Needless to say, according to Kimmelman, today we have lost something compared to earlier times. But his comparison is bizarre. He compares an earlier "highly educated Westerner" with today's general readership ("we"). His highly educated Westerner can only have been an ultra-wealthy gentry, since in Victorian times high-brow books cost far more than most could afford. One book of Wordsworth's poems cost as much as 100 pigs, for example. Meanwhile, we (the rest of us) read voraciously even then. Miners in the 1920s are documented reading 80 books a year on average. Not the 100 classics that Kimmelman refers to, but far more populist fare. In other words, plus sa change...

What irks me most about Kimmelman's article is that his main claim is that we don't look carefully anymore - but what he actually demonstrates is that journalists don't report carefully any more. Kimmelman makes no attempt to back up his opinion with any scientific research, cultural or social studies, consultation of experts, referencing of scholars, citing of statistics etc. In short, he practices precisely the kind of intellectual skimming he derides in art lookers. This is simply journalism on the fly. The difference between Kimmelman and his target, the lazy art tourist, is that he is writing front-page articles for the NYTimes.

(As an aside, many of the arguments from Krugman's article on Horse Race Reporting apply here).

Do people look at art more rapidly today? To answer that, we would need to know how long the average art goer spent in front of each artwork in previous decades. As far as I am aware, this data does not exist. They didn't use closed-circuit TVs in museums 100 years ago. Anything we say must be speculation.

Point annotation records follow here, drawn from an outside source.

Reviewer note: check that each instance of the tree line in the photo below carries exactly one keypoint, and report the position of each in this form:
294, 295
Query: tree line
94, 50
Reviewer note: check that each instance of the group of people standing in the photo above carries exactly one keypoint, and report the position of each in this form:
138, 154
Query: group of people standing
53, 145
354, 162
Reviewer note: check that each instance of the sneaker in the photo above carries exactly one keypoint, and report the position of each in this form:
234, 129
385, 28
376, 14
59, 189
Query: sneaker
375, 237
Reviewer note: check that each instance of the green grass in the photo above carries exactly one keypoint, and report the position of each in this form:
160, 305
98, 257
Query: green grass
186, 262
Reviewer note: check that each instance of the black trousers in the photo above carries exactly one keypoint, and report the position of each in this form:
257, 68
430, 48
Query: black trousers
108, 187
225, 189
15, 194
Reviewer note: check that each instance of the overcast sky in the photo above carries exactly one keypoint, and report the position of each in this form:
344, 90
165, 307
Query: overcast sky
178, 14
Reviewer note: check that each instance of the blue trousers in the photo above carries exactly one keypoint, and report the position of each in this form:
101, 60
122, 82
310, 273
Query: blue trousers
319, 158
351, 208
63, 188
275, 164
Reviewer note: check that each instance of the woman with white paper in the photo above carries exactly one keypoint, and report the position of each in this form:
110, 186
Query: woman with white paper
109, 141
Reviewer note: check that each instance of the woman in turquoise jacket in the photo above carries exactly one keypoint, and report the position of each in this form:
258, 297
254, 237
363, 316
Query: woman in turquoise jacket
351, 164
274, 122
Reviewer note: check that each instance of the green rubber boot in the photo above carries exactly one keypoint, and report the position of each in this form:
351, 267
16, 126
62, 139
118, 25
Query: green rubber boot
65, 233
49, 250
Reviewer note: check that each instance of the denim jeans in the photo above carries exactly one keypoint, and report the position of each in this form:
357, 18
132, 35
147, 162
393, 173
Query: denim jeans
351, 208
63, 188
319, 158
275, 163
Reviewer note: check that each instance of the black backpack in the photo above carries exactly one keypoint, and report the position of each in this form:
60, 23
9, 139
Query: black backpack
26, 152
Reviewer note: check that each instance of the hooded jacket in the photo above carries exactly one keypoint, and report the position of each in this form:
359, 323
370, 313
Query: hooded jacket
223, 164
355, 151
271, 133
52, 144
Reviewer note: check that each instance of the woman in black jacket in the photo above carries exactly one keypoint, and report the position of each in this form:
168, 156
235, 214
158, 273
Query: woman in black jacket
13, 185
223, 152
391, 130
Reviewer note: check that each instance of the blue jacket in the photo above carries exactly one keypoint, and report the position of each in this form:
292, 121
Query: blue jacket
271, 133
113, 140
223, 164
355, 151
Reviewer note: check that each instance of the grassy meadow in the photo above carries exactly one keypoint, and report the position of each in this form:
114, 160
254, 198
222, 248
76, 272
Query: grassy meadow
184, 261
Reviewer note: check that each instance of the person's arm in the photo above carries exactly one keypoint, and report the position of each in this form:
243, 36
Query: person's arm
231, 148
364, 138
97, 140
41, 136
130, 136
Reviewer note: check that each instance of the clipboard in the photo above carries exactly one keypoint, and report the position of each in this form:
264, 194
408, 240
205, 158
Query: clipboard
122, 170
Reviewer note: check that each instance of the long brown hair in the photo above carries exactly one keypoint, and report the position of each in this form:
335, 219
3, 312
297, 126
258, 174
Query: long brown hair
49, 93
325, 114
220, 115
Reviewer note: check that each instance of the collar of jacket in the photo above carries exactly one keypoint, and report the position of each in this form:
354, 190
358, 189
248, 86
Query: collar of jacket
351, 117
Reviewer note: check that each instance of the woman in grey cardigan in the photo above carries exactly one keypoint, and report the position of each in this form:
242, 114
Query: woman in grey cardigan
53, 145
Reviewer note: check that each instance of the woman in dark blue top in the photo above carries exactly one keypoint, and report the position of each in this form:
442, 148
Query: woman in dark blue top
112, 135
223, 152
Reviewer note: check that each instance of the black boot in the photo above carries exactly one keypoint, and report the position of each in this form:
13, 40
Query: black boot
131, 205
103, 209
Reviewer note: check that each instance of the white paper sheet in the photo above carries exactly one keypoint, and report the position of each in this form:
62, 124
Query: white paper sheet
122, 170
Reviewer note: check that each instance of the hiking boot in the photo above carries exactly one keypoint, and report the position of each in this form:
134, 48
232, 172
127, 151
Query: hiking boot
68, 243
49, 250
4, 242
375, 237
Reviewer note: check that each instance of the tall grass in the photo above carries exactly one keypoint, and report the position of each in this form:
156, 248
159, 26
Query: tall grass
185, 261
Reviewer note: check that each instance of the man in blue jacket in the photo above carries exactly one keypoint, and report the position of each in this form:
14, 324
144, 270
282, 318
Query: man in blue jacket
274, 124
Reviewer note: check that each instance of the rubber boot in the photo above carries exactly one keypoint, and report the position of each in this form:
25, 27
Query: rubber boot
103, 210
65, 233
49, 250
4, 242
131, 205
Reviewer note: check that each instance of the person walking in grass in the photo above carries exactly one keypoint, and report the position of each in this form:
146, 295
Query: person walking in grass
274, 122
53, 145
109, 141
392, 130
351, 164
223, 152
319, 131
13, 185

There is a deeper problem. The "we" that we are talking about has changed. Art audiences have risen dramatically in the last few decades. For example, the Tate Modern is the second most visited destination in England today. That is a lot of eyeballs. Do we look at art differently? Or is it instead that different people are looking? What was a fairly self-selected group of serious art lovers has become "diluted" by a more diverse group of people visiting museums for many reasons. In other words, perhaps the apparent increase in people wandering around museums casually is not a cognitive change in our visual attention, but simply a reflection of a broader and more diverse population of artgoers.

These questions are beyond Kimmelman, who prefers unsubstantiated statements. He writes "Cameras replaced sketching by the last century." Which is like saying "TV replaced radio by the last century." It sounds good. So does my radio, by the way, which works great today. Sketching is still with us. Is it any more or less "normal" than it was 100 years ago? Again, answering that question in a meaningful way requires far more of an investigation than Kimmelman provides.

Kimmelman identifies the digital camera as the enemy of looking. Is that really the case? Why not target postcards, also? After all, they too enable art visitors to think "I won't bother looking, I can always buy a postcard." The argument about digital technology is inconclusive at best. Clive Thompson in Wired Magazine recently wrote a profile of Andrea Lunsford. Lunsford is a professor of writing and rhetoric at Stanford. She recently conducted a survey of over 14,000 writing samples and concluded that, rather than killing writing, technology has created "a literacy revolution the likes of which we haven't seen since Greek civilization." I can think of no reason why Lunsford's observations would not also extend to the visual.